Friday, November 26, 2010
Interesting what some not-so-scientific experiments will produce
I shot these with my first Canon L series. Initially, I was disappointed with it. I used it with my 60d and the 5d, both excellent camera bodies. The test shot images paled in comparison with my Zeiss 35mm and 50mm even when I used the 135mm with a tripod and mirror lock. (The price I paid for each of the lens are comparable so I expected similar results. Rude awakening. They're not.) Then out of frustration I relegated the 135mm L to my crappy Rebel XT, which has a crop sensor of 8 mp. (I've banged this camera so many times and I've scratched the sensor while taking the dust off that I think at best it produces only 6 mp... heh... )I decided I was going to keep the lens because I don't like the hassle of shipping it back, and I thought maybe something magical may happen. (I'm a closet Pollyana.)
One day, my cat was sunbathing by the window. And the closest camera I could find was the crappy Rebel XT with the 135mm lens attached to it. Smile for me Mr. Jerry Mew (that's his name). Snap, snap, snap. Reviewed what I shot on the viewfinder... click, click, click until I saw this one thumbnail and I go... whoa... has my vision improved? This has got to be one of the sharpest image this crappy camera ever produced. I surmised that it must have been the combination of the light condition, the camera and the lens assuming all things being equal (they're not really as there are always going to be variables).

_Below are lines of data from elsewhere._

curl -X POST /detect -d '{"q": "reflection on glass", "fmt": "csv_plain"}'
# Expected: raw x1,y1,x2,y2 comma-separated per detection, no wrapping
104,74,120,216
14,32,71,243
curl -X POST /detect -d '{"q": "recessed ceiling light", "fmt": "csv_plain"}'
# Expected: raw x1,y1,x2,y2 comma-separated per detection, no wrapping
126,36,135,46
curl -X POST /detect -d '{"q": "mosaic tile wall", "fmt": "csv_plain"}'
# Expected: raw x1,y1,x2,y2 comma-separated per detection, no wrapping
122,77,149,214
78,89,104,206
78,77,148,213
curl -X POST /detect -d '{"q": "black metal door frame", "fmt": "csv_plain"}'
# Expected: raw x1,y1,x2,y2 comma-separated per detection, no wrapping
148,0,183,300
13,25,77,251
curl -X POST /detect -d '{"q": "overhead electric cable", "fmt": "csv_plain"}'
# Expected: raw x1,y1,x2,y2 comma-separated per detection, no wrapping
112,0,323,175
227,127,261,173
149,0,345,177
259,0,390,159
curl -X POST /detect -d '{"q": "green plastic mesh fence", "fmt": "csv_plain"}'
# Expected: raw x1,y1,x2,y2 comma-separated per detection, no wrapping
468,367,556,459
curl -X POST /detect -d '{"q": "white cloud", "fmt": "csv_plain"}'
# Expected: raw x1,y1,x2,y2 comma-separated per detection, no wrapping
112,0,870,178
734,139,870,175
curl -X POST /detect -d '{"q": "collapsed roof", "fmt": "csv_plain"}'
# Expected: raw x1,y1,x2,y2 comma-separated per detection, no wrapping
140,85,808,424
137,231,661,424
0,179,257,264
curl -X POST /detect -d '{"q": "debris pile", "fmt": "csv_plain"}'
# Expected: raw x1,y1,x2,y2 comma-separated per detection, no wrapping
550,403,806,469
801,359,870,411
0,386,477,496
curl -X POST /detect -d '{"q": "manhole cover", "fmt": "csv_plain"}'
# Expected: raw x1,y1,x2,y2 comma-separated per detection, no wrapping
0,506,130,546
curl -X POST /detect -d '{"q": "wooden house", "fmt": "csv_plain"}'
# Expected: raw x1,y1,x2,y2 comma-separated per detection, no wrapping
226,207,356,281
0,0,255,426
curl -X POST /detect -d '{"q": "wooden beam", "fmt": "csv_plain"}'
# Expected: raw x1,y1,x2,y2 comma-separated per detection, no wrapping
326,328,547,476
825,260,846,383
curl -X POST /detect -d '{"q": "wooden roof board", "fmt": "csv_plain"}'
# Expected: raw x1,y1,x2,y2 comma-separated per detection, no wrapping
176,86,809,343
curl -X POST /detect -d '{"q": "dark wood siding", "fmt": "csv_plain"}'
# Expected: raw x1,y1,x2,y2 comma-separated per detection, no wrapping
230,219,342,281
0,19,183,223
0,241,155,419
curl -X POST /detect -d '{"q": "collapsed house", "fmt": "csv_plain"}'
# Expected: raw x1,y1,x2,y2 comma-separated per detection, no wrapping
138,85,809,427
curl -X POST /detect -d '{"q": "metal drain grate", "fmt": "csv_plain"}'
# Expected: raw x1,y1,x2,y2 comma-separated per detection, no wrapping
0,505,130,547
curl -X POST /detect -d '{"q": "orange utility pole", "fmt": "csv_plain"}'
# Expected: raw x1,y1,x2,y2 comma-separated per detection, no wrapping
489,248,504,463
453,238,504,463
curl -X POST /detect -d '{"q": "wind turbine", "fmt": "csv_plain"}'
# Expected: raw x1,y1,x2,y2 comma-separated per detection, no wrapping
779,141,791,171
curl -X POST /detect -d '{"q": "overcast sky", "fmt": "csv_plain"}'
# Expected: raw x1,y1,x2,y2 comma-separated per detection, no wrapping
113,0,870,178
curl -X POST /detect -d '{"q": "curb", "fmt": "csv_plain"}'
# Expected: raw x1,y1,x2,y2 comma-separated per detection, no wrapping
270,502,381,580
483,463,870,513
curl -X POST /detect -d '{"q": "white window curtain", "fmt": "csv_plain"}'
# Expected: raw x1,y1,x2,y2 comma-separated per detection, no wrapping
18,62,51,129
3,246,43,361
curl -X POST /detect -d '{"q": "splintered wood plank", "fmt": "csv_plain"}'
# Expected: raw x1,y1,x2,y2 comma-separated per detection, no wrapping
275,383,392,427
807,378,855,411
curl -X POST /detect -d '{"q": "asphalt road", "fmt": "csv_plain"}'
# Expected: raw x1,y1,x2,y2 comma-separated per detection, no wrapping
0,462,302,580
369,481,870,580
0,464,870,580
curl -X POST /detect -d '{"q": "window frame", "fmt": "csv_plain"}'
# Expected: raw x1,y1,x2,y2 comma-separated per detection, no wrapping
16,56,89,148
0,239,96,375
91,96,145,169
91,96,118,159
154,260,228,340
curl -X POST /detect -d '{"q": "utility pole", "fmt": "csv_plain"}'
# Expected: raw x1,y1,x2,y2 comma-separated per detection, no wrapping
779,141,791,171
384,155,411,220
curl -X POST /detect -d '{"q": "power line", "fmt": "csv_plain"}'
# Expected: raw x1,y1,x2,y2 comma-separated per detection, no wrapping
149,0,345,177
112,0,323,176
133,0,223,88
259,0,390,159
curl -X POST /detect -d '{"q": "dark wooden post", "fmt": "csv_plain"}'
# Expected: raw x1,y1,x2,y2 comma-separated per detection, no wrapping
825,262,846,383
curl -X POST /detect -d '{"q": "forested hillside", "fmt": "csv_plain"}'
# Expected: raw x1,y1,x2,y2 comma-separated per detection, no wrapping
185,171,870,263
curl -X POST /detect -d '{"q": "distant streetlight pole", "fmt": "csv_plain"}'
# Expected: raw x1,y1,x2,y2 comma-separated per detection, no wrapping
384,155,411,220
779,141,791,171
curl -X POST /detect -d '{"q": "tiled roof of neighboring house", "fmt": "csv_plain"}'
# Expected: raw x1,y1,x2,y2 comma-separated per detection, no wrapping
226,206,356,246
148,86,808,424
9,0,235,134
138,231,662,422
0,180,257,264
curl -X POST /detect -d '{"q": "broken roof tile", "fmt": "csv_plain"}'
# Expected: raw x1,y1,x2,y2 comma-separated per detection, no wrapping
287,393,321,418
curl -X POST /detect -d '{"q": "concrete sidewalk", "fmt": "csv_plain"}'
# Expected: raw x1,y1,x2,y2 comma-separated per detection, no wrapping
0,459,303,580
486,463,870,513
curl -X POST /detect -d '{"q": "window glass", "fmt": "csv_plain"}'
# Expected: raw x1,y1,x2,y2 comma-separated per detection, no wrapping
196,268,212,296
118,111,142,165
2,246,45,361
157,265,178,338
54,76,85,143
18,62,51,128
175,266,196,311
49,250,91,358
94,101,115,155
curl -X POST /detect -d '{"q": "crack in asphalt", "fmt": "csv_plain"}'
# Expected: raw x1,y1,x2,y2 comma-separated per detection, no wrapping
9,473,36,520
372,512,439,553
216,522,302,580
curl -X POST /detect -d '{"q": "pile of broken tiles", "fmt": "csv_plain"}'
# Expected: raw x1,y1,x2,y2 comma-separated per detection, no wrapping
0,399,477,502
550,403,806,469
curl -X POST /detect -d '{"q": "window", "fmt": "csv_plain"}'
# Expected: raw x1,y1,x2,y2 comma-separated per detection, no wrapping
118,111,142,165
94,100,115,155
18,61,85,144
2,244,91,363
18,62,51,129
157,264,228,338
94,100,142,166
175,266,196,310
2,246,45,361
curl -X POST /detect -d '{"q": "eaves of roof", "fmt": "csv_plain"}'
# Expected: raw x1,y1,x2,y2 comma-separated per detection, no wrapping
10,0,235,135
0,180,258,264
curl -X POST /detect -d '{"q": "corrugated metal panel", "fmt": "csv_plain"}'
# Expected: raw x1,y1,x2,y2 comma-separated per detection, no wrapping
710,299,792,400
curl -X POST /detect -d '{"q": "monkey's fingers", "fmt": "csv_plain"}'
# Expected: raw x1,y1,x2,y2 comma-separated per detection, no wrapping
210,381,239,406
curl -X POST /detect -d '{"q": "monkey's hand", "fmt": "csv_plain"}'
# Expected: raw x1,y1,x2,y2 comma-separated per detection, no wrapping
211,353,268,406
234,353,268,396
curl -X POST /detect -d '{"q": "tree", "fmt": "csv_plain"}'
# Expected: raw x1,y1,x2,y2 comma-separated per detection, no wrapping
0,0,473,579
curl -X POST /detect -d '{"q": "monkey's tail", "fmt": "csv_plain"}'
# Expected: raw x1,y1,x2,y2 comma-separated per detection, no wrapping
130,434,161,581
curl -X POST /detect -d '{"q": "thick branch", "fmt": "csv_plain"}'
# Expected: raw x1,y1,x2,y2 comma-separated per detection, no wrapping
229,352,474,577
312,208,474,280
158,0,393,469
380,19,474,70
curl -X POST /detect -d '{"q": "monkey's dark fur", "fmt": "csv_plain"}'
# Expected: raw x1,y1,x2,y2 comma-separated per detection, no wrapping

On one my our morning walks with the dog, I decided to take the camera with the 135mm for further testing. I don't usually like to shoot with a long lens on walks as I find the images it produce too cropped. I placed the lens on top of the fence to stabilize the camera and shot these cows from a distance. Again, I was amazed at the results. The color saturation was pleasing to the eye (at least for me). One out of five shots was tack sharp. This probably means that the blurry ones were due to operator error (heh).
I'll definitely keep this lens.
My initial conclusion? Sometimes it's best to mix and match cameras and lenses. At least, I think my experience seems to be validated by pro photographer Kirk Tuck (read his blog here). This also tells me that we should not be afraid to experiment and break the "rules". I am encouraged by this seemingly unexpected performance I get from my not-so-scientific experiments. Good stuff.
Story behind the bovine moments:
Having a Cow
Cow A: "Wanna smoke a doobie?"
Cow B: " Dude, are you kidding or do you want this place to explode?"
Someone once said that cows are the least likeable subjects in art. But I felt that somebody has to do it.
Why would anybody be interested in looking at a photo of cows? I don't know. But I thought it interesting (at least for me) that every morning these cows greet us as my wife and I take the dog for a walk. They are creatures of habit. Whenever they miss us, they know something is not right. I usually bring a camera whenever we go for a walk. Just the other day, I decided to document our greeters. In a few years, I anticipate that they will be gone as our little place here gets more suburbanized. I'm just glad to see them while they are still here.